To take a real-world example, I’m using Mode as a BI tool and I want to create a stacked bar chart showing how many recent upgrades there were by day for a certain segment of the users broken down by plan.
Here’s what the query looks like if I write it directly in Mode:
select
upgrade_date,
plans.name as plan_name,
count(*) as upgrades
from analytics.users
join analytics.plans using (plan_id)
where
upgrade_date >= current_date - interval '30 days' and
vertical = 'work'
group by 1, 2
Alternatively, I can model this using dbt, something like this:
with recent_work_users as (
select *
from {{ ref('users') }}
where
vertical = 'work' and
upgrade_date >= current_date - interval '30 days'
),
final as (
select
upgrade_date,
plans.name as plan_name,
count(*) as upgrades
from recent_work_users
join analytics.plans using (plan_id)
group by 1, 2
)
select * from final
And then in Mode simply run:
select * from analytics.recent_work_upgrades_by_plan
Which approach makes more sense - writing the query directly in Mode or modeling it in dbt? I could be wrong, but I feel like this isn’t what I should be modeling in dbt, but writing the full query in Mode doesn’t seem ideal either because it won’t be version controlled, etc.

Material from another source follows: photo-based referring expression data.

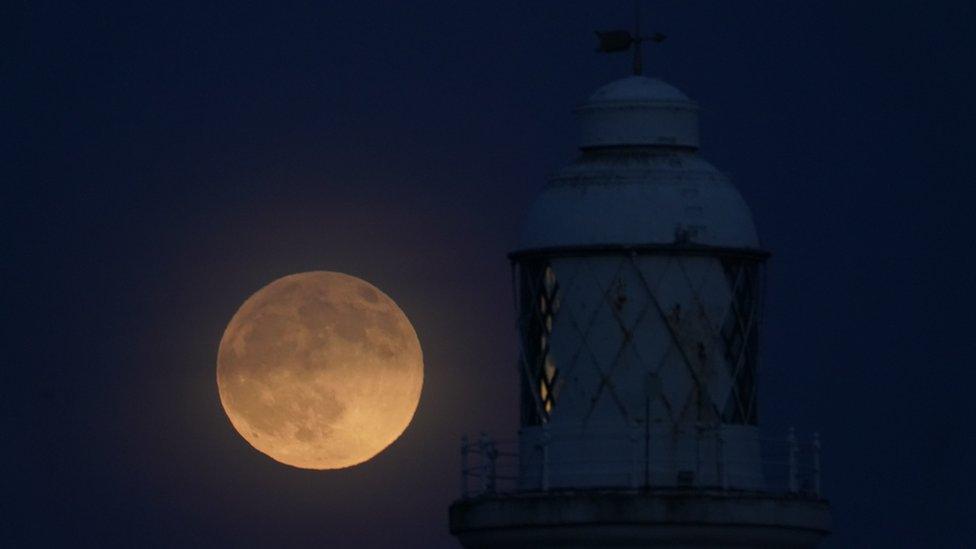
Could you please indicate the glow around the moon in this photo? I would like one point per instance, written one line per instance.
(320, 370)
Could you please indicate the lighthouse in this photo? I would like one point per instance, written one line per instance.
(638, 282)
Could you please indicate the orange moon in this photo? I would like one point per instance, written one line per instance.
(320, 370)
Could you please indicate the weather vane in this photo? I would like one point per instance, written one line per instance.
(622, 40)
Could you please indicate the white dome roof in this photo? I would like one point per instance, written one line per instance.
(637, 111)
(639, 181)
(638, 89)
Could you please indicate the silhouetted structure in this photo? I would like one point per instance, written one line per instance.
(638, 281)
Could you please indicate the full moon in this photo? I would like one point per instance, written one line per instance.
(320, 370)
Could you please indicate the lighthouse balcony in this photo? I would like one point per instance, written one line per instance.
(706, 460)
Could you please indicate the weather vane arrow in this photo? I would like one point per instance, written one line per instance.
(616, 41)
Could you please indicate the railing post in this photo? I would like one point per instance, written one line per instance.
(634, 474)
(483, 469)
(464, 466)
(723, 474)
(791, 441)
(545, 458)
(816, 464)
(492, 456)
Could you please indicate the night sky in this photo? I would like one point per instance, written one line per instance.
(163, 161)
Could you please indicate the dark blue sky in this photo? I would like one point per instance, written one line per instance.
(163, 161)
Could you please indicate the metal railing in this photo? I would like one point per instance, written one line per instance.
(787, 465)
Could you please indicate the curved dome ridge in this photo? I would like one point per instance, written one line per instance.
(638, 89)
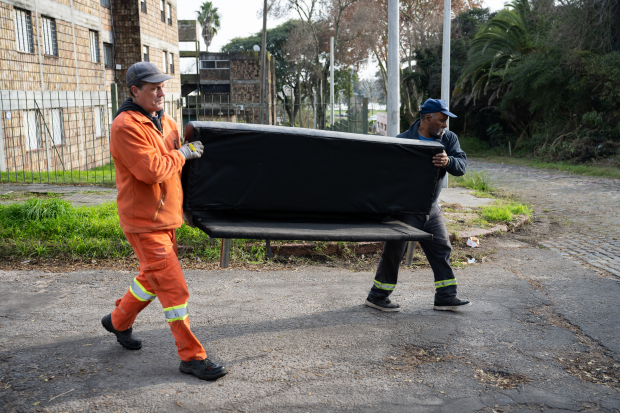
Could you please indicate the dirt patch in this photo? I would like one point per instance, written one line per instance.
(500, 378)
(595, 364)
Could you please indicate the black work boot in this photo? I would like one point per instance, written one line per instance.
(123, 337)
(203, 369)
(383, 304)
(450, 304)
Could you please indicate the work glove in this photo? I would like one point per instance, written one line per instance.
(192, 150)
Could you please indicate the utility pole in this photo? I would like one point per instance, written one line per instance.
(331, 82)
(263, 88)
(393, 86)
(445, 64)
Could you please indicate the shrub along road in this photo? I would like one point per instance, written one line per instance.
(543, 334)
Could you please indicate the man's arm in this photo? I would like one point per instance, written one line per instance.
(457, 157)
(144, 161)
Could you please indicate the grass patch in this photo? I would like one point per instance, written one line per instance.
(480, 150)
(504, 211)
(53, 228)
(480, 182)
(102, 175)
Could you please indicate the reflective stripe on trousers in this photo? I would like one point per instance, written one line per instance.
(140, 292)
(179, 312)
(445, 283)
(383, 286)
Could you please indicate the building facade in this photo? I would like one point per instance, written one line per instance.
(58, 59)
(227, 85)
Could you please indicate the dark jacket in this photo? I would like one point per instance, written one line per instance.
(458, 159)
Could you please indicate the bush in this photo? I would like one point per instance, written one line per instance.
(504, 211)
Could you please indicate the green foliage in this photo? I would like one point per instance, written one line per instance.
(479, 181)
(38, 209)
(208, 13)
(500, 43)
(504, 211)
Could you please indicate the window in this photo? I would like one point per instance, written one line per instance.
(214, 64)
(99, 121)
(94, 46)
(107, 56)
(57, 129)
(23, 31)
(32, 130)
(50, 45)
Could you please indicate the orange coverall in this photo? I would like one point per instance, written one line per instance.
(150, 199)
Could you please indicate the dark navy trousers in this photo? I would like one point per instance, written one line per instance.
(437, 252)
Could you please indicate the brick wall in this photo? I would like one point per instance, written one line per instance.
(73, 70)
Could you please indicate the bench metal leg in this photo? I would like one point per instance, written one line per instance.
(225, 254)
(410, 251)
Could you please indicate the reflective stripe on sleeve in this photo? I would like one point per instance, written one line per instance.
(179, 312)
(382, 286)
(140, 292)
(445, 283)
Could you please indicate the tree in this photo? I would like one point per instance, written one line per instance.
(420, 27)
(209, 19)
(350, 22)
(500, 43)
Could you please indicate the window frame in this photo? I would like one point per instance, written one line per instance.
(32, 132)
(99, 129)
(108, 55)
(57, 129)
(23, 26)
(215, 63)
(50, 36)
(93, 40)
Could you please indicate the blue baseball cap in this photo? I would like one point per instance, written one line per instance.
(436, 105)
(145, 72)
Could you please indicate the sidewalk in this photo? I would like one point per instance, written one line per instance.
(77, 195)
(94, 195)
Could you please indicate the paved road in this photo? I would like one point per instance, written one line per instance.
(543, 335)
(587, 208)
(301, 340)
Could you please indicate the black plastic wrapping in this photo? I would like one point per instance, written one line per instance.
(255, 168)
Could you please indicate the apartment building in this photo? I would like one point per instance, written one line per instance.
(58, 59)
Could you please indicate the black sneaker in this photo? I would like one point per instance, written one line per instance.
(203, 369)
(452, 304)
(383, 304)
(123, 337)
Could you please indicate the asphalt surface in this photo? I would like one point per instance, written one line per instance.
(302, 340)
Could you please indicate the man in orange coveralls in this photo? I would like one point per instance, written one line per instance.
(148, 158)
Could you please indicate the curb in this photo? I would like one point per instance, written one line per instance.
(333, 248)
(463, 235)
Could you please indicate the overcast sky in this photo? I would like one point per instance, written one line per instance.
(239, 19)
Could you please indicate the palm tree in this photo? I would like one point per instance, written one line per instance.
(209, 19)
(501, 42)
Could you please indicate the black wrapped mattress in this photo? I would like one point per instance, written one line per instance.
(259, 168)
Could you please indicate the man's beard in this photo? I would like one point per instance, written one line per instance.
(440, 133)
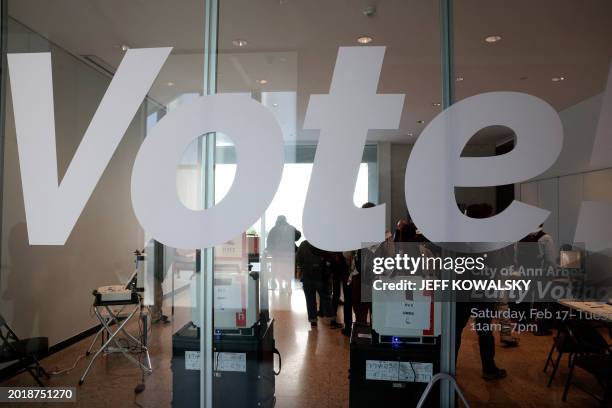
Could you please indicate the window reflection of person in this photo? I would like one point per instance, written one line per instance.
(281, 248)
(483, 326)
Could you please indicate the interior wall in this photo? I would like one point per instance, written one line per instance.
(46, 290)
(399, 154)
(572, 179)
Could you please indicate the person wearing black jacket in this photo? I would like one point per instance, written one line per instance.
(313, 268)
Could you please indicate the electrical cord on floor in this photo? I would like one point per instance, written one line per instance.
(69, 369)
(142, 332)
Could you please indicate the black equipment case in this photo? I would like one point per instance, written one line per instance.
(366, 393)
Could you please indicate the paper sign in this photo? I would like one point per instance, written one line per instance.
(415, 372)
(382, 370)
(404, 371)
(192, 360)
(230, 362)
(228, 295)
(410, 314)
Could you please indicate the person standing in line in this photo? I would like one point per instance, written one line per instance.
(339, 272)
(347, 291)
(361, 281)
(537, 250)
(281, 247)
(313, 270)
(482, 325)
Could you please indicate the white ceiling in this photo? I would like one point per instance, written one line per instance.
(293, 45)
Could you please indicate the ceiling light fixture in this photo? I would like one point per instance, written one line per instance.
(364, 39)
(240, 43)
(492, 39)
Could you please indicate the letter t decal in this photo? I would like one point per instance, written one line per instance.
(344, 116)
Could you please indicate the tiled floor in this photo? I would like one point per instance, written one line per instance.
(314, 372)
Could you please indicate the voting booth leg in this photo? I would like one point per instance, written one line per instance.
(241, 362)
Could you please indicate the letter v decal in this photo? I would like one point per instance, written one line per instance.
(52, 208)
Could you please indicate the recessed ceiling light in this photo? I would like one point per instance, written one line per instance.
(240, 43)
(364, 39)
(492, 39)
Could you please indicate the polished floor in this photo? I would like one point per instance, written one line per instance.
(314, 370)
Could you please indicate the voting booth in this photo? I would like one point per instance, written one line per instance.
(392, 361)
(243, 342)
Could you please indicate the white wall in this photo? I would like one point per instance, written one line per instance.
(392, 182)
(571, 179)
(46, 290)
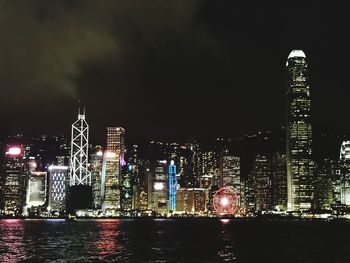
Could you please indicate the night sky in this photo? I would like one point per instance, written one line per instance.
(168, 69)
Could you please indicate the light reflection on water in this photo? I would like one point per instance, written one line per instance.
(147, 240)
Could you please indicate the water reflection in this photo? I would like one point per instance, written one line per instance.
(12, 247)
(110, 241)
(226, 249)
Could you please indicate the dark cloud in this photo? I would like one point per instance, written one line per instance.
(166, 68)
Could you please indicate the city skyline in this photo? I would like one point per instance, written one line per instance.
(217, 64)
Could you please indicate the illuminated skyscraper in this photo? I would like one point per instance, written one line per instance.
(158, 187)
(13, 183)
(57, 188)
(126, 189)
(110, 183)
(172, 186)
(79, 173)
(116, 140)
(298, 134)
(36, 191)
(96, 177)
(345, 173)
(230, 174)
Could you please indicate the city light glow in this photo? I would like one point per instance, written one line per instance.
(158, 186)
(224, 201)
(14, 151)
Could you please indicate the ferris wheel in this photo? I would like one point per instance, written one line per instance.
(225, 201)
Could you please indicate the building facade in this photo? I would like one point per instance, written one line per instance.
(298, 133)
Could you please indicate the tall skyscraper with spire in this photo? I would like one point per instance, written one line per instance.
(298, 134)
(79, 173)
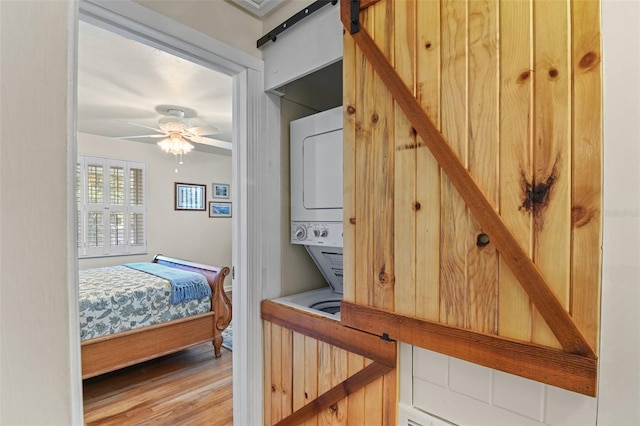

It may be that analyses are the way to go, but I’m unclear about how to fit them into my workflow. For example, I typically will draft a query, run it, then repeat a few times until things are just right. Would I do that in Mode, then paste the final query into a new analysis file, replacing the view names with dbt references & converting it to use CTEs, compile it, then paste the compiled query back into Mode? I’m guessing there’s a better way :).
It seems like there are a lot of ways this can be done - which approach would you all recommend?